Friday’s crucial Eurogroup meeting belongs to history, after what was seen as a historic compromise for both the Eurogroup and a member-state of the single currency as well as a process during which Greece — according to its Finance Minister Yanis Varoufakis — had to encounter the apprehension of its 18 partners. Let’s have a look at what the Greek government actually got from the tight negotiation, as described in the text issued following its conclusion.
As declared, the new deal entails a four-month extension of the loan agreement without new austerity measures and a commitment that no unilateral actions will be taken.
The Greek government’s first gain has a semiological rather than a practical impact, as the EC/ECB/IMF mechanism ceases to exist and the term “Troika,” that gained negative publicity among the Greeks, although these “institutions” are still the ones to oversee the Greek extended loan agreement progress. Similarly, yesterday’s arrangement introduced the term “Master Financial Assistance Facility Agreement” (MFFA) that will replace the term “program.” Most importantly though, Greece, after avoiding the danger of a liquidity shortage that would occur at the end of February due to the current program’s expiry, has until Monday to present its own list of reform measures.
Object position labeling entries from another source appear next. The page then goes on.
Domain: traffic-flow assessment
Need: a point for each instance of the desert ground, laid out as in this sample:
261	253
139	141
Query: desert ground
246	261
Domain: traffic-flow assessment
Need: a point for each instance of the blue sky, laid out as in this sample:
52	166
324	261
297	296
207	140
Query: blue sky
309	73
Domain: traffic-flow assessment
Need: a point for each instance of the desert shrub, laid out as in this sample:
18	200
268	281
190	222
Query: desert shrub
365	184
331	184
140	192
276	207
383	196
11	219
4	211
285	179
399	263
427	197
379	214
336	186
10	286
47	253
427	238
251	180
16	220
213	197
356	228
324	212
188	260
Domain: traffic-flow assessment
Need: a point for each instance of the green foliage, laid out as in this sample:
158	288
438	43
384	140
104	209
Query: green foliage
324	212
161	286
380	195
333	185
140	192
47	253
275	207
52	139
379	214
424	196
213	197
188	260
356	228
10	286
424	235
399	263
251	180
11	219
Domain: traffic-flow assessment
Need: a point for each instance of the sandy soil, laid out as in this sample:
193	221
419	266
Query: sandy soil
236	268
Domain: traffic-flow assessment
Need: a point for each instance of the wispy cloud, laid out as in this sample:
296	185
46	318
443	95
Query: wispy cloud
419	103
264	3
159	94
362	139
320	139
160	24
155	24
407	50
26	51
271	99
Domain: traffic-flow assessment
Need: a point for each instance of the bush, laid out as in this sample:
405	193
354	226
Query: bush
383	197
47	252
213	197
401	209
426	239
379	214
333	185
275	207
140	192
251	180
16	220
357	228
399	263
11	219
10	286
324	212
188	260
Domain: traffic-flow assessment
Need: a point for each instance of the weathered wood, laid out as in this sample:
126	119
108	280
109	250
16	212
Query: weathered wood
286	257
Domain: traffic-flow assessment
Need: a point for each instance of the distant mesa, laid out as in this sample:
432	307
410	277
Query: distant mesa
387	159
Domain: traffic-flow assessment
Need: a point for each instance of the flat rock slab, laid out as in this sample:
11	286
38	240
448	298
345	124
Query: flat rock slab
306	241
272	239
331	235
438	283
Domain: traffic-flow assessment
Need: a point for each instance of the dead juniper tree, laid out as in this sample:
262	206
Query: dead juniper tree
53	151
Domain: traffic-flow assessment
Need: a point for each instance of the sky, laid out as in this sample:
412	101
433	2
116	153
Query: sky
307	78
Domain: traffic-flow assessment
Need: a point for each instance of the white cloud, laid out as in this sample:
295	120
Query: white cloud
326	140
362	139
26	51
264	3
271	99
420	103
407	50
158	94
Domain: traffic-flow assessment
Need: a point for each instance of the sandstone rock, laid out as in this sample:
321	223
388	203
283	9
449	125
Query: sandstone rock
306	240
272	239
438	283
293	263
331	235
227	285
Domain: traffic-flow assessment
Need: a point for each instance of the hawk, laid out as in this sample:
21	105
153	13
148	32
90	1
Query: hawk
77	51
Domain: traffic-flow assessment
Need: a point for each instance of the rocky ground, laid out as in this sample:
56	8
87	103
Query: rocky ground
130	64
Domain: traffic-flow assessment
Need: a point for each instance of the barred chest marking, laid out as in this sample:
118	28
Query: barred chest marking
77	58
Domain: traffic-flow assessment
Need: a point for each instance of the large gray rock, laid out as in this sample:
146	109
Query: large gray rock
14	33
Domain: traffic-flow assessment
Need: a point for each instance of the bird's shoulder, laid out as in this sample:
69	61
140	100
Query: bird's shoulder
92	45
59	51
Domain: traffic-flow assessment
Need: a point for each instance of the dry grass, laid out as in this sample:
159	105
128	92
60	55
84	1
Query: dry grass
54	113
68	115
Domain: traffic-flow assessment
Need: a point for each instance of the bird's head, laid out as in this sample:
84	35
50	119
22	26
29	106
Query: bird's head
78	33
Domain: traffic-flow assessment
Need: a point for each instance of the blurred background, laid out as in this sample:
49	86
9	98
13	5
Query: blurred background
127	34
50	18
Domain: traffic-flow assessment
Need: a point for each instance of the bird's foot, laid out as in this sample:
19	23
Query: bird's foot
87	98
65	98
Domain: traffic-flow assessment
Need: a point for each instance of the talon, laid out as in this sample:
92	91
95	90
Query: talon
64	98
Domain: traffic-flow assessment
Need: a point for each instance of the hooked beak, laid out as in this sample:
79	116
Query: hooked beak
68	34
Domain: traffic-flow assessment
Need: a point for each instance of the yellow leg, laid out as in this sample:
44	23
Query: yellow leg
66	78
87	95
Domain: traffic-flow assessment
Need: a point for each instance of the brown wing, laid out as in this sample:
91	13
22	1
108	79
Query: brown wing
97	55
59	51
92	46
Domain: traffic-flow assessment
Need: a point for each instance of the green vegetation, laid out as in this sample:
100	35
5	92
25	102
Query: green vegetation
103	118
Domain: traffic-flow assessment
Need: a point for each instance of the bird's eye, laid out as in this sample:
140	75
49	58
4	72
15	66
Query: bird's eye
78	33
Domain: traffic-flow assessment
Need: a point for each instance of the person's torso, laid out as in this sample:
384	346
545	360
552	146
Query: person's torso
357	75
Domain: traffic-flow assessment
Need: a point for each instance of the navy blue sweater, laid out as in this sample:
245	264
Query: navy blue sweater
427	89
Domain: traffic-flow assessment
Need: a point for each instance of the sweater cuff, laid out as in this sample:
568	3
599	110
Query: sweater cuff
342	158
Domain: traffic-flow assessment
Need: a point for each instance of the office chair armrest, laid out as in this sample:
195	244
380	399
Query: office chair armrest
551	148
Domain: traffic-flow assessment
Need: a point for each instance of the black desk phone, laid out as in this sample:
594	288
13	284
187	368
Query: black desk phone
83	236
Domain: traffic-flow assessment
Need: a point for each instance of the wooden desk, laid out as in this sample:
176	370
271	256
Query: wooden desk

These will no longer be agreed with the creditors, but will be designed by the Greek government, presented to the institutions and finally approved by the Eurogroup. This list will be further specified and then agreed with the institutions by the end of April.
All the above might appear as minor gains compared to the Greek voters’ expectations from the new government, although Varoufakis claims he got the most he could from a series of meetings, during which the attitude towards the Greek government was not ideal. In addition, he can also claim he was the one pulling Greece out of its isolation in Europe after five years of suffocating Memoranda agreed to by the previous government.